Pada masa Perang Dunia I, keluarga-keluarga yang mengirim putranya untuk berperang akan memasang sebuah tanda bintang di salah satu jendela rumah mereka. Seorang kakek sedang berjalan-jalan dengan cucunya ketika sang cucu menanyakan apa arti tanda bintang di jendela. Setelah dijelaskan, sang cucu pun tersebut dan bertepuk tangan setiap kali menjumpai sebuah rumah dengan tanda bintang di jendela. Beberapa saat kemudian, si cucu tiba-tiba menunjuk ke langit dan menuding sebuah bintang besar. "Kek, lihat! Allah juga mengirimkan Putra-Nya, ya?"
Pemberian Allah yang terbesar telah direncanakan dengan sempurna. Sejak manusia jatuh ke dalam dosa, Allah sudah membuat sebuah rancangan luar biasa agar manusia dilepaskan dari hukuman atas dosanya itu (Kejadian 3:15). Dan, tidak ada pemberian lain yang cukup untuk menebus manusia-manusia itu, kecuali Sang Putra sendiri. Inilah inisiatif Allah. "Bukan kita yang telah mengasihi Allah, tetapi Allah yang telah mengasihi kita dan yang telah mengutus Anak-Nya sebagai pendamaian bagi dosa-dosa kita" (I Yohanes 4:10).

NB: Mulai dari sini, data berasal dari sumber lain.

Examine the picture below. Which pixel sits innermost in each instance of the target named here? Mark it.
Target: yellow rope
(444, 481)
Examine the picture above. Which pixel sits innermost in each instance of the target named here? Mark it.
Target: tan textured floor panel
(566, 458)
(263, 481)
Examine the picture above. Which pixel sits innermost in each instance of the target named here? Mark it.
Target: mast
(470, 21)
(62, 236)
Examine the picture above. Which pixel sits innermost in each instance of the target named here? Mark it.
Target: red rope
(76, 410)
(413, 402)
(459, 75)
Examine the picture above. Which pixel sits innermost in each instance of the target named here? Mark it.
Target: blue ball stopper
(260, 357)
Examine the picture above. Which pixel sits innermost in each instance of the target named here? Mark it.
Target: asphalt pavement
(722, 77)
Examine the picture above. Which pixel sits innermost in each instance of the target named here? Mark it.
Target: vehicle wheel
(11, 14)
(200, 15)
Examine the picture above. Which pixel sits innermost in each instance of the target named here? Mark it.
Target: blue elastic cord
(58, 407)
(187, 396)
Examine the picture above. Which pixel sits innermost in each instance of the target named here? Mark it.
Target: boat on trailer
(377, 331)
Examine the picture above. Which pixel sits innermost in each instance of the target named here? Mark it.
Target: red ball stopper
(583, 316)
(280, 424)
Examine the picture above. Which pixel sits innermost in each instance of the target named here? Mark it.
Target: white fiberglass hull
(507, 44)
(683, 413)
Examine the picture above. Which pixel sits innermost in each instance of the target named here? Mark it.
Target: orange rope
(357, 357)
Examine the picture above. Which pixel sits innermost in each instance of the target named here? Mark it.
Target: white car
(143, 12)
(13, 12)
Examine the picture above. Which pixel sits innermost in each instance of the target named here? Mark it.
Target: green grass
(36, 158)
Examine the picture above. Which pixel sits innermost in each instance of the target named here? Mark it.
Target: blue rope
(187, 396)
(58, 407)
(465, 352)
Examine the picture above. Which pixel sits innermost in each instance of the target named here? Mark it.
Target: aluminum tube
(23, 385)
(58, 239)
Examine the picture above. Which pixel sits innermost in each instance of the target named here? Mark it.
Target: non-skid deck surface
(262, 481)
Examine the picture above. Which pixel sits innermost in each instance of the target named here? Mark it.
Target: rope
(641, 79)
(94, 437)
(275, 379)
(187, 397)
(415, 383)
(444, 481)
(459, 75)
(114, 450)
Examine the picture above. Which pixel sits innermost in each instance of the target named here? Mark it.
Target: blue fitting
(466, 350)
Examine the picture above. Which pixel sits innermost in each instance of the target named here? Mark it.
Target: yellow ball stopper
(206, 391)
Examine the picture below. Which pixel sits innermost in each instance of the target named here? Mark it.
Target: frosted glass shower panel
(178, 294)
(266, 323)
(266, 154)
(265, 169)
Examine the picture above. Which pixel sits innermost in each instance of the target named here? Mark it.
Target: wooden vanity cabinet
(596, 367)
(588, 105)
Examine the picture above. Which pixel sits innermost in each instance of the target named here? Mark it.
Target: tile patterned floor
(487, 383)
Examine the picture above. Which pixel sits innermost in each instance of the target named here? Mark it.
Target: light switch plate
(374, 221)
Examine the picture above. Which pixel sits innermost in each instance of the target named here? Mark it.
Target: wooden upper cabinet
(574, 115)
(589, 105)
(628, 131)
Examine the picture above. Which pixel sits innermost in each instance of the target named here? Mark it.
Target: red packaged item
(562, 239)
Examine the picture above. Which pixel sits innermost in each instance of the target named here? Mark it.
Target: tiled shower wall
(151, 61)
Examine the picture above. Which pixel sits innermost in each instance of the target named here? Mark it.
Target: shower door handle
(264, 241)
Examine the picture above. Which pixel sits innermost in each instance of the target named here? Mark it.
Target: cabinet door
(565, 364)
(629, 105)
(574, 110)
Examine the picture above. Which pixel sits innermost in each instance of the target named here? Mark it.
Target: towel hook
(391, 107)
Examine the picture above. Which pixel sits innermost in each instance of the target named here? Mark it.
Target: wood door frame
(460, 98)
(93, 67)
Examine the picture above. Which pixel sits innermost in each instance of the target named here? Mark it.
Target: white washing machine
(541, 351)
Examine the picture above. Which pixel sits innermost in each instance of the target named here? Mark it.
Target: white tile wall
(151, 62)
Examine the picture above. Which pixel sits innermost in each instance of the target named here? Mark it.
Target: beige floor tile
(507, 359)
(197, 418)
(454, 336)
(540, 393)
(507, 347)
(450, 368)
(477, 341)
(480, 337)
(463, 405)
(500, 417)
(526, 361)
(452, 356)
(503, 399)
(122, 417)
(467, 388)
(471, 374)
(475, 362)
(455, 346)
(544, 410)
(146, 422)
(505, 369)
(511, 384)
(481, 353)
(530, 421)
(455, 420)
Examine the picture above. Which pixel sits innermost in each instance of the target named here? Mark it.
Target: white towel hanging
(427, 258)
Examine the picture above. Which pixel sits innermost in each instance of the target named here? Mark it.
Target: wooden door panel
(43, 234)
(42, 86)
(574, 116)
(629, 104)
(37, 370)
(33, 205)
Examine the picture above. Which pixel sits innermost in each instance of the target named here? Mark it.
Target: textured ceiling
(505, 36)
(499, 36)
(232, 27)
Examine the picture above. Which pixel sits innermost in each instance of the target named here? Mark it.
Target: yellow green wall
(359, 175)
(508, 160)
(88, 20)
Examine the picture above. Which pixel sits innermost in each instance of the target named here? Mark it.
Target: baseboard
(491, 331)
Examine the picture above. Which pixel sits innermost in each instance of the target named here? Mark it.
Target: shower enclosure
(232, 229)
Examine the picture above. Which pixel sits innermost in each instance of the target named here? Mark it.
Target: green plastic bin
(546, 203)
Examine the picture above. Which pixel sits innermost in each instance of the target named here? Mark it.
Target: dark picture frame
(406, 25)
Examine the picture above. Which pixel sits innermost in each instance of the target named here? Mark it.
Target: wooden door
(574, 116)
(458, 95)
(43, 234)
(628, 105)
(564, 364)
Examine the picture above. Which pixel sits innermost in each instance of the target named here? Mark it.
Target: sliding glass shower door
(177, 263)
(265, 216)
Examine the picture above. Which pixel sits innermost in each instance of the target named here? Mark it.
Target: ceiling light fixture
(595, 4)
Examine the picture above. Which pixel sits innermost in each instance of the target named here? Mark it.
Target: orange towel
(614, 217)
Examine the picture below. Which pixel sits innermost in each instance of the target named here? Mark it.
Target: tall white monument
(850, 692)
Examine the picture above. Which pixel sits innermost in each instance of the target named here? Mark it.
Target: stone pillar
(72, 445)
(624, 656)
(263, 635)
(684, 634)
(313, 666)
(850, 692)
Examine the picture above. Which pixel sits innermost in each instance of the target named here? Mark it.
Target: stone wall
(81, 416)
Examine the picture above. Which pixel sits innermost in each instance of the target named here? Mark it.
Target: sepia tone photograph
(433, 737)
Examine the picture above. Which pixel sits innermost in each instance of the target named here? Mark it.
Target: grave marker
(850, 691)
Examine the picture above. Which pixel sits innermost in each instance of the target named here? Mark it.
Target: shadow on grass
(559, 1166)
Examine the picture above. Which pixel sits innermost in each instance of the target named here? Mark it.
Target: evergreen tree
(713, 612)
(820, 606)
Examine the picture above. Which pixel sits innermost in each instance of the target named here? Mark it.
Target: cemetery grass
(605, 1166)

Natal mengusung sebuah pengingat bahwa Allah sungguh-sungguh mewujudkan rancangan besar-Nya, dengan menghadirkan bayi Yesus ke dunia. Tak ada omong besar. Yang ada hanya inisiatif kasih kepada kita, manusia. Dia memberikan milik-Nya yang terbesar. Maka, jika begitu besar kasih Allah kepada kita, apakah respon kita? "Jikalau Allah sedemikian mengasihi kita, maka haruslah juga kita saling mengasihi" (I Yohanes 4:11). Pertanyaannya sekarang, adakah kita sungguh-sungguh berdamai dengan semua orang? Jawaban untuk hal ini hanya kita dan Tuhan lah yang tahu – AW
Kelahiran Kristus berawal dari ide pendamaian; maka masih layakkah kita tak berdamai dengan saudara dan orang-orang sekitar kita?